I've seen the book described elsewhere in reviews as slut shaming one of the girls for "getting cozy with" one of the ex-cons on the train (it's used as an excuse to explain why the witness didn't report the girls or the former prisoners). That wasn't slut shaming, it was more... an examination of a middle classed suburban woman's response to how the "youth of today" behave. To my mind I'm not 100% sure how a female character written by a woman can shame anyone in that way.
One of the issues I have with the book is its presentation of class. It's made clear the girl being judged is a bright, sparky, working class kid. Yet here the poor girl is presented as living on spaghetti hoops and cheese sandwiches when she`s not around her "middle classed friends", and it made me wonder how many council estates Ms Driscoll has been to, and how many working class kids she's met. So that's one problem with the book.

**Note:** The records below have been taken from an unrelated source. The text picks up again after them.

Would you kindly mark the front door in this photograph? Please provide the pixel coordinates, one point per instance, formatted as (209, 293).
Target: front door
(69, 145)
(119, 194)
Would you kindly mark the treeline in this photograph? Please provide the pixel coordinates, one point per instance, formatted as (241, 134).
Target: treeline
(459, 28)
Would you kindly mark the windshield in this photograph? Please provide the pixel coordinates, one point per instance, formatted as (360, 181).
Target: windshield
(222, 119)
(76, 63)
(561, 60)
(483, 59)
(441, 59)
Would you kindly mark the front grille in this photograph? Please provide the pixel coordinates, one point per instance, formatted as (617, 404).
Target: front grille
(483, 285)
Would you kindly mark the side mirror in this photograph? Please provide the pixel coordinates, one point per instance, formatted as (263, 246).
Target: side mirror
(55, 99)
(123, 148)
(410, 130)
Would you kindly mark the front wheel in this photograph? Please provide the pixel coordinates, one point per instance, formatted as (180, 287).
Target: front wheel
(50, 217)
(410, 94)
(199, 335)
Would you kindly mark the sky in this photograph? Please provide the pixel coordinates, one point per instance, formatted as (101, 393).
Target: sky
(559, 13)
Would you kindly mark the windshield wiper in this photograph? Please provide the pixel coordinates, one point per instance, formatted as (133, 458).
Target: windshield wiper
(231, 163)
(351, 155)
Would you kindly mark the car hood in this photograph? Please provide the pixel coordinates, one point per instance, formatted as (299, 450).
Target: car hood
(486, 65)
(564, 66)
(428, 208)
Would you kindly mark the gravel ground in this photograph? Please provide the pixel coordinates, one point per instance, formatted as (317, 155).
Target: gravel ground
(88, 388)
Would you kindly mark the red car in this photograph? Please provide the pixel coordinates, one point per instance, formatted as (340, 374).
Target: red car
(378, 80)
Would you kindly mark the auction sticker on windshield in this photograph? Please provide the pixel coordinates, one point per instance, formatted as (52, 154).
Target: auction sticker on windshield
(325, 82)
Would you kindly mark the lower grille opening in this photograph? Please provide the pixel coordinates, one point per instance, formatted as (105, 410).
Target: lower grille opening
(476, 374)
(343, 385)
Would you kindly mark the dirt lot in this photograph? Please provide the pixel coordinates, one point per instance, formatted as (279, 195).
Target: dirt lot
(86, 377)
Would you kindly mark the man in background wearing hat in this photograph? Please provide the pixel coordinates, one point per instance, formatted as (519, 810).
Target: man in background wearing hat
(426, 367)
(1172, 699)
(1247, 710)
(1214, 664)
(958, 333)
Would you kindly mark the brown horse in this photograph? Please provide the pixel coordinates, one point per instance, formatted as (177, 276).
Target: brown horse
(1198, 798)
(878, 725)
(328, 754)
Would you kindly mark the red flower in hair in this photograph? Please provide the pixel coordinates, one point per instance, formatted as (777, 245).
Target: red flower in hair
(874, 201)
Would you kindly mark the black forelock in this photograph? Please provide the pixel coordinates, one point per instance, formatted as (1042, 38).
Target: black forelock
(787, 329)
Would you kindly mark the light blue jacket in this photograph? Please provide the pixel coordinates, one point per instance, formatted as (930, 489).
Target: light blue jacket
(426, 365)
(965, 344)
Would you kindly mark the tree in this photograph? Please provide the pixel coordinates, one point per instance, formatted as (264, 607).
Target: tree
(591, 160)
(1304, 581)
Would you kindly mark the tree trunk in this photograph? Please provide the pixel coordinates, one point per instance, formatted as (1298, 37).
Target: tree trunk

Another problem I have is there isn't much description of the characters. Beyond being typically disorganised 20-somethings, I have no idea what Karl and Anthony (the ex-cons) look like. Seriously, go back and read the book again if you've read it already. THERE ARE NO DESCRIPTIONS.
More generally, people are described through their things (middle classed mums and their Agas, farmers and their quad bikes guns boots and dogs, working class families living on council estates, and eating rubbish). In short they're at best short hand descriptions, and at worst it's stereotypes. Maybe I'm wrong, but I don't think I am.
The final problem with the book is you have no way to work out who the murderer is. I know sometimes you're think "so he's been introduced here so he's a likely suspect" in other books, but you literally had no way to work out who the culprit was. Maybe it's because it's not written from the point of view of the police, who usually drive whodunits forward, so we don't get to see the clues as they come up, but trust me when I say there are so few clues, you won't be able to solve it on your own.
The sad thing is you won't care either, because you won't be invested in the characters.
The story is not very interesting, and not well written. In fact it would have been better to have been told in one tenth of the pages.